Court: The Supreme Court of India

Relevant key Sections: Section 138 of the Negotiable Instruments Act, 1881 and Section 94 of the Insolvency and Bankruptcy Code, 2016

Facts of the case: Vishnoo Mittal, a director of Xalta Food & Beverages Pvt Ltd, issued eleven cheques totaling ₹11.17 lakh, which were dishonoured on 7 July 2018. A demand notice under Section 138 NI Act was sent on 6 August 2018. Meanwhile, insolvency proceedings had commenced on 25 July 2018, triggering a moratorium under Section 14 IBC and suspending directors’ powers under Section 17 IBC. The High Court refused to quash the complaint under Section 482 CrPC, relying on P. Mohan Raj. The Supreme Court distinguished Mohan Raj, noting the cause of action arose post-moratorium, quashing the Section 138 proceedings against Mittal.

Issues:

1.     Whether a cause of action arising after the imposition of a moratorium can sustain a complaint under Section 138 NI Act

2.     Whether criminal proceedings under Section 138 of the Negotiable Instruments Act, 1881 can be continued against a director of a company once a moratorium under Section 14 of the Insolvency and Bankruptcy Code, 2016 has commenced.

Observation of the court:  The Supreme Court held that proceedings under Section 138 of the Negotiable Instruments Act, 1881 cannot be sustained against a company director if the cause of action arose after the initiation of the Corporate Insolvency Resolution Process (CIRP) under the Insolvency and Bankruptcy Code, 2016. The Court observed that once CIRP begins, a moratorium under Section 14 IBC bars proceedings against the corporate debtor, and Section 17 removes the board's powers, vesting them in a Resolution Professional.

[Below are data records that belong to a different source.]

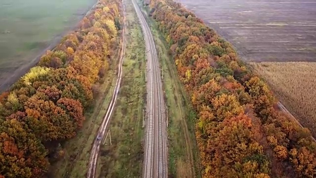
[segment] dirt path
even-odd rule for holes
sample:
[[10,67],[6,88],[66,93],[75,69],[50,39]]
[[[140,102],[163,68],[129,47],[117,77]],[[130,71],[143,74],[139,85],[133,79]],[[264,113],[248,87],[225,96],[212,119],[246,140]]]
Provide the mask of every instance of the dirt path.
[[[97,1],[97,0],[95,1]],[[81,19],[83,18],[84,17],[88,15],[91,12],[91,10],[94,8],[97,4],[97,3],[96,3],[91,8],[87,9],[85,12],[85,15],[82,15]],[[80,20],[81,19],[80,21]],[[1,78],[6,79],[0,80],[0,93],[9,89],[10,87],[14,84],[15,82],[17,81],[24,74],[27,73],[30,68],[35,66],[40,61],[40,57],[46,53],[47,50],[53,50],[60,43],[60,41],[64,36],[77,28],[78,25],[80,23],[80,21],[72,28],[66,29],[64,33],[56,35],[53,38],[48,46],[40,50],[40,52],[39,52],[38,55],[33,59],[30,59],[27,63],[21,65],[14,71],[1,71],[1,73],[0,74],[1,77],[2,77]]]
[[94,140],[92,148],[91,150],[91,156],[90,157],[89,163],[89,170],[88,171],[88,174],[87,175],[87,178],[94,178],[95,176],[95,172],[96,170],[97,160],[99,155],[99,152],[100,151],[100,146],[101,144],[103,138],[104,137],[106,131],[107,129],[108,125],[111,119],[113,110],[114,109],[115,104],[116,103],[118,95],[119,92],[119,89],[120,87],[120,83],[122,80],[122,68],[123,61],[124,60],[124,54],[125,52],[126,39],[125,39],[125,29],[126,29],[126,15],[125,12],[125,6],[123,4],[123,32],[122,32],[122,41],[123,45],[122,46],[122,50],[121,51],[120,55],[120,59],[118,63],[118,78],[117,79],[117,82],[115,85],[114,90],[113,91],[113,94],[112,95],[111,101],[108,108],[107,113],[104,117],[103,121],[100,127],[98,134],[96,136],[96,138]]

Thus, any cheque issued or dishonoured post-CIRP cannot attract personal criminal liability.

Ratio of the Case: The Supreme Court held that a director of a company cannot be held criminally liable under Section 138 of the Negotiable Instruments Act, 1881, if the dishonour of cheque occurs after the commencement of the Corporate Insolvency Resolution Process (CIRP) under the Insolvency and Bankruptcy Code, 2016. Once CIRP begins, Section 17 IBC suspends the board of directors, vesting management with the Resolution Professional, and Section 14 IBC imposes a moratorium on proceedings against the company. Therefore, any post-CIRP cheque dishonour lacks the legal capacity and intent required under Section 138 NI Act, defeating criminal liability.